The Statute of the International Criminal Court, adopted in July 1998 and entered into force in July 2002, includes extermination in the crimes against humanity over which it will have jurisdiction. It defines extermination as “includ[ing] the intentional infliction of conditions of life, inter alia the deprivation of access to food and medicine, calculated to bring about the destruction of part of a population” (Art. 7.2.b).

Extermination may also fall under the qualification of genocide if the group in question is being targeted on the basis of national, ethnic, racial, or religious grounds.

The Elements of the Crime of Extermination

The exact meaning of this crime is listed in a separate document adopted by the Assembly of State Parties to the ICC and called the “Elements of Crime.” The crime of extermination requires that:

  1. The perpetrator killed one or more persons, including by inflicting conditions of life calculated to bring about the destruction of part of a population;
  2. The conduct constituted, or took place as part of, a mass killing of members of a civilian population;
  3. The conduct was committed as part of a widespread or systematic attack directed against a civilian population;
  4. The perpetrator knew that the conduct was part of or intended the conduct to be part of a widespread or systematic attack directed against a civilian population.

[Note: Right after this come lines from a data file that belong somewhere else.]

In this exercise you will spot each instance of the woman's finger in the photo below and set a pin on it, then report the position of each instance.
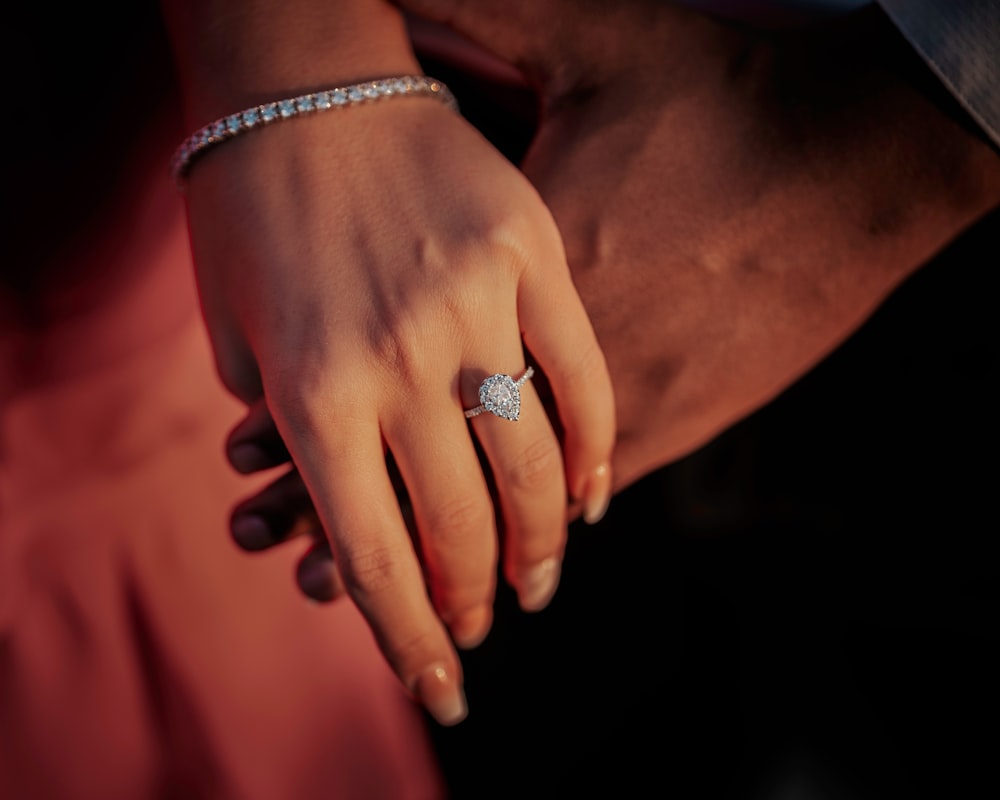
(279, 512)
(254, 444)
(451, 510)
(316, 573)
(342, 462)
(527, 469)
(559, 335)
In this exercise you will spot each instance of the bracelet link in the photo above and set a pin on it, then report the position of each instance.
(339, 97)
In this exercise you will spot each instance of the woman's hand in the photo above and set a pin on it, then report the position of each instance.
(365, 271)
(733, 208)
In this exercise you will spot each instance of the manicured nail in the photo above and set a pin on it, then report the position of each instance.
(537, 584)
(252, 532)
(247, 457)
(469, 628)
(441, 695)
(597, 495)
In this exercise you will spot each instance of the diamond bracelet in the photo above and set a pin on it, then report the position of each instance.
(340, 97)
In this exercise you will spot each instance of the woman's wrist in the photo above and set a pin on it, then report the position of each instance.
(234, 55)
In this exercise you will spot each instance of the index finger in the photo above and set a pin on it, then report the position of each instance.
(345, 471)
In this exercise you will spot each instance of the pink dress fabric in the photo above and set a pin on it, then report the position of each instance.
(142, 655)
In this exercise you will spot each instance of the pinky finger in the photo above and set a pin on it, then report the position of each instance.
(316, 573)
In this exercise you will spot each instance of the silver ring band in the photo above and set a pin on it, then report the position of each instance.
(501, 395)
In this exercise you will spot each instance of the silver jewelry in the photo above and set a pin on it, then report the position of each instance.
(501, 395)
(328, 99)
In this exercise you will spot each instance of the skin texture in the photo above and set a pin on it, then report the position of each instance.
(749, 200)
(364, 273)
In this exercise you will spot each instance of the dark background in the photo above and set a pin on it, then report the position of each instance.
(805, 608)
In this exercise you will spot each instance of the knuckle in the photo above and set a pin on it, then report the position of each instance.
(537, 467)
(399, 347)
(448, 524)
(372, 571)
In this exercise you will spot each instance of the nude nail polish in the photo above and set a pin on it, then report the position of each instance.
(597, 496)
(469, 628)
(537, 584)
(440, 694)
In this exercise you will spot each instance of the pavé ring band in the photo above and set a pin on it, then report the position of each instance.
(501, 396)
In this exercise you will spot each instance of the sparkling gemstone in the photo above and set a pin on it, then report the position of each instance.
(501, 396)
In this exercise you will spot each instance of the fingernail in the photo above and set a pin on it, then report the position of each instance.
(597, 495)
(247, 457)
(469, 628)
(536, 585)
(252, 532)
(441, 695)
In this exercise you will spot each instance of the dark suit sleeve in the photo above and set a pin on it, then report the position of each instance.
(960, 41)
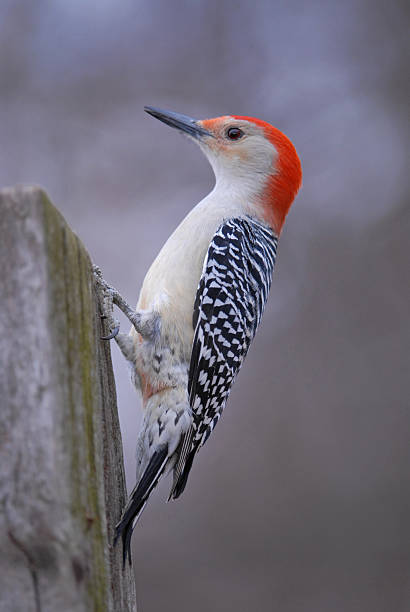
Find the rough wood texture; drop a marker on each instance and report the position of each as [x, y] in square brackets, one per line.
[61, 468]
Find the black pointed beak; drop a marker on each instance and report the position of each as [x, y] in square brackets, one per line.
[180, 122]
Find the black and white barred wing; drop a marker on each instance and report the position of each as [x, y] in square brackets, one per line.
[229, 303]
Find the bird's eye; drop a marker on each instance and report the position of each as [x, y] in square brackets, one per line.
[234, 133]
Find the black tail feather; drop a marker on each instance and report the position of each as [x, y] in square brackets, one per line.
[138, 499]
[179, 487]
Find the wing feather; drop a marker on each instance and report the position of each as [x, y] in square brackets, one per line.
[229, 304]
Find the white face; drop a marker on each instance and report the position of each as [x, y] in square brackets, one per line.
[240, 155]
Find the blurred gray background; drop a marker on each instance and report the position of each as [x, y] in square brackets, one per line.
[300, 501]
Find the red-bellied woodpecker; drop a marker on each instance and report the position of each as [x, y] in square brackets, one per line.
[203, 297]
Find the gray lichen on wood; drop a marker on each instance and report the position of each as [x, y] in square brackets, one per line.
[62, 482]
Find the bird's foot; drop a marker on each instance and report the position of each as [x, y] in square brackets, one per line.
[112, 296]
[107, 306]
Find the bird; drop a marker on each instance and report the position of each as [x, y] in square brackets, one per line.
[203, 297]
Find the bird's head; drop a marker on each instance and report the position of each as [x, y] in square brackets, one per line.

Ethnic cleansingGenocideInternational Criminal CourtInternational CriminalTribunalsPersecutionWar crimes/Crimes against humanity

Jurisprudence

In the Akayesu Case (2 September 1998), the ICTR Trial Chamber considered the elements of the crime of extermination (paras. 591–92). The Chamber explains that extermination “is a crime which by its very nature is directed against a group of individuals. Extermination differs from murder in that it requires an element of mass destruction which is not required for murder.” The Chamber defined the essential elements of extermination as the following (para. 592):

the accused or his subordinate participated in the killing of certain named or described persons;

the act or omission was unlawful and intentional;

the unlawful act or omission must be part of a widespread or systematic attack;

the attack must be against the civilian population; and

the attack must be on discriminatory grounds—namely, national, political, ethnic, racial, or religious.

Regarding discrimination and the group concerned, extermination is different from genocide as its criteria regarding the group targeted are more flexible. In particular, they include groups that are more difficult to identify, such as political groups.

Regarding the material element, the Trial Chamber of the ICTR considered, in the Rutaganda Case (6 December 1999), that extermination is constituted by acts or omission (para. 84) aiming at mass destruction, in contrast with murder (para. 82). See also the Niyitegeka Case (16 May 2003, para. 450) and the ICTY Trial Chamber Krstic Case (2 August 2001, para. 503) and Vasiljevic Case (29 November 2002, para. 229).

Regarding the mental element of the crime of extermination, the ICTR Trial Chamber considered ( Kayishema and Ruzindana Case , 21 May 1999, para. 144) that the actor participated in the acts or omissions having intended the killing, or being reckless, or grossly negligent as to whether the killing would result, and being aware that his acts or omissions formed part of a mass killing event. The ICTY Trial Chamber confirmed this in the Vasiljevic Case (29 November 2002, para. 229).